Again, there is nothing wrong with this. Other shopping comparison sites, such as Become.com, started out this way, too — moving from affiliate programs to normal feeds. It’s just that we originally suggested that Thefind was based purely on its own crawl of the Web and relevance. That’s not true.

Updated

thefind.bmpIf you’re searching to buy a product online, there’s no single “branded” engine that stands out — and for a reason. All of the major shopping engines sites have sold out to advertisers.

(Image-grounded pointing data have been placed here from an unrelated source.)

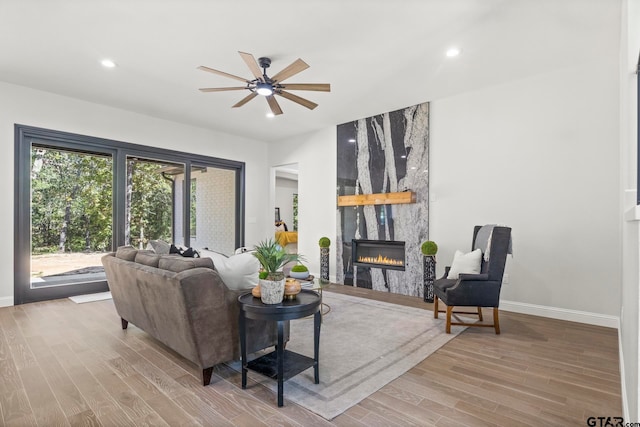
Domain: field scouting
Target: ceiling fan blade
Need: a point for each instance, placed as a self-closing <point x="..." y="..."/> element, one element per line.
<point x="253" y="65"/>
<point x="245" y="100"/>
<point x="295" y="98"/>
<point x="321" y="87"/>
<point x="294" y="68"/>
<point x="222" y="73"/>
<point x="275" y="107"/>
<point x="221" y="89"/>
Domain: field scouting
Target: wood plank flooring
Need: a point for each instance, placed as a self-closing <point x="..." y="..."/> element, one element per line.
<point x="71" y="364"/>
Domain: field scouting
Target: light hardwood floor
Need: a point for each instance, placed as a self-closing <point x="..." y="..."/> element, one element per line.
<point x="63" y="363"/>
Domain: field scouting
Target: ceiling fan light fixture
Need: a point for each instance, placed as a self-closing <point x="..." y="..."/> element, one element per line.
<point x="264" y="89"/>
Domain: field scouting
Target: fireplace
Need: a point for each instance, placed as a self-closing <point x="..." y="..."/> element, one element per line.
<point x="378" y="253"/>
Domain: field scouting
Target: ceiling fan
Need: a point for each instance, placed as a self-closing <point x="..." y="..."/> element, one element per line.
<point x="269" y="86"/>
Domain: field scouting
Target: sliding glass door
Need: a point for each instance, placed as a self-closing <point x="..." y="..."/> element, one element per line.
<point x="71" y="215"/>
<point x="78" y="198"/>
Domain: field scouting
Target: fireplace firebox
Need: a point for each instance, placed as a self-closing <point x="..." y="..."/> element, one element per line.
<point x="378" y="253"/>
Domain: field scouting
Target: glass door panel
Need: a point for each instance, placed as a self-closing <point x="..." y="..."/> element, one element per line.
<point x="71" y="216"/>
<point x="153" y="187"/>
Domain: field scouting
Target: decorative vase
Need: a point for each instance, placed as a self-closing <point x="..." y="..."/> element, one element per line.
<point x="271" y="291"/>
<point x="324" y="264"/>
<point x="292" y="287"/>
<point x="429" y="275"/>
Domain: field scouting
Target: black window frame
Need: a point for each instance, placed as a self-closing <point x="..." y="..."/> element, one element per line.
<point x="120" y="151"/>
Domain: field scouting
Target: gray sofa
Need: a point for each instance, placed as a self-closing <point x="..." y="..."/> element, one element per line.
<point x="183" y="303"/>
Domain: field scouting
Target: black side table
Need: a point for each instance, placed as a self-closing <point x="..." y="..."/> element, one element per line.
<point x="280" y="364"/>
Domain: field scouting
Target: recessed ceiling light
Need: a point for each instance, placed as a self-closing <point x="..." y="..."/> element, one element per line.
<point x="453" y="52"/>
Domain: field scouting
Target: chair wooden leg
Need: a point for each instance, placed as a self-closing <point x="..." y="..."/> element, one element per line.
<point x="435" y="307"/>
<point x="449" y="311"/>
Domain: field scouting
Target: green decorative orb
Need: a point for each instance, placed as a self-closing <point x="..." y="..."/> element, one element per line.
<point x="429" y="248"/>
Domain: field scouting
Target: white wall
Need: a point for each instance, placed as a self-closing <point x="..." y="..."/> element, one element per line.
<point x="40" y="109"/>
<point x="315" y="154"/>
<point x="539" y="155"/>
<point x="629" y="328"/>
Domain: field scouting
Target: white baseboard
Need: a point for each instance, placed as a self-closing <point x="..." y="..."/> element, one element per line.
<point x="562" y="314"/>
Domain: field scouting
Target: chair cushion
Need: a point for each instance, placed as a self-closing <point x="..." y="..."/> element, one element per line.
<point x="444" y="284"/>
<point x="468" y="263"/>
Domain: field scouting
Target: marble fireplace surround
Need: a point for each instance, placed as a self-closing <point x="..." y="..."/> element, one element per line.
<point x="378" y="157"/>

This may represent a grand opportunity: If a Google-like search engine emerges in shopping, perceived to be without bias, it could be hugely popular. It could “become the ubiquitous brand,” said Dan Ciporin, the former CEO of Shopping.com, calling this a “missed opportunity.” Ciporin left Shopping.com when it was acquired by eBay in 2005, and this week joined a venture firm Canaan Partners in its Westport, Connecticut office.

However, its unclear to us whether there ever will be a singularly popular shopping engine. There are too many ways to shop.

Here’s the background: Leaders like Shopping.com (owned by eBay), Shopzilla (owned by Scripps) and Pricegrabber (bought by Experian), and independents Become, Nextag and others all feature results that are paid for by vendors — so you’re never really sure why a particular product or vendor is ranked high or low. Many of them even buy search traffic by placing ads on Google and Yahoo. The sector is in malaise, experiencing a wave of management defections — even as a host of new companies are springing up to pick off niches. Retrevo and others are targeting consumer electronics. Ugenie focuses on books, and Like.com specializes in fashion, jewelry and textiles. Reflecting the fragmented state of shopping search, new sites like Roboshopper are aggregating results — just like the “meta” search engines that showed up several years ago to aggregate Google, Yahoo and Ask. But like those, Roboshopper’s site doesn’t really add much.

Even Google’s search engine, Froogle, has veered from purity. It forces vendors to submit “feeds” to its engine, effectively forcing out the small retailers who don’t want or know how to. Many brand names like Amazon.com and Williams-Sonoma aren’t represented.

Thefind, a Mountain View start-up, says its approach — of providing only unpaid results — is paying off. It crawls large portions of the Web, and returns results based on its relevance criteria. It has built its own equivalent of Google’s “Pagerank,” but for shopping, counting incoming links to a particular product as a sign of relevance, and accounting for things like how frequently it shows up at popular retail outlets. Thefind says it will hit a million visits next month, after only six months. It has some work to go in making consumers appreciate its benefits (relevance is difficult to showcase in shopping search, and semantics can be tricky; type in “dress shirt” at Thefind, and women’s clothing make up the top two results, with only the third result getting you to a men’s dress shirt from Jos A. Bank), but it looks to be on the right track. Thefind may be one to watch. It is raising its next round of capital.

[Update: See our update on Thefind, where we have revised our opinion on the company. Its results aren't as clean as we thought.]

Still, despite such efforts, peoples’ interests, motivations and tastes range so greatly, the concept of “relevance” may be more fleeting in shopping than it is in regular search. We’re more uncertain than ever there will be a single category killer in shopping search.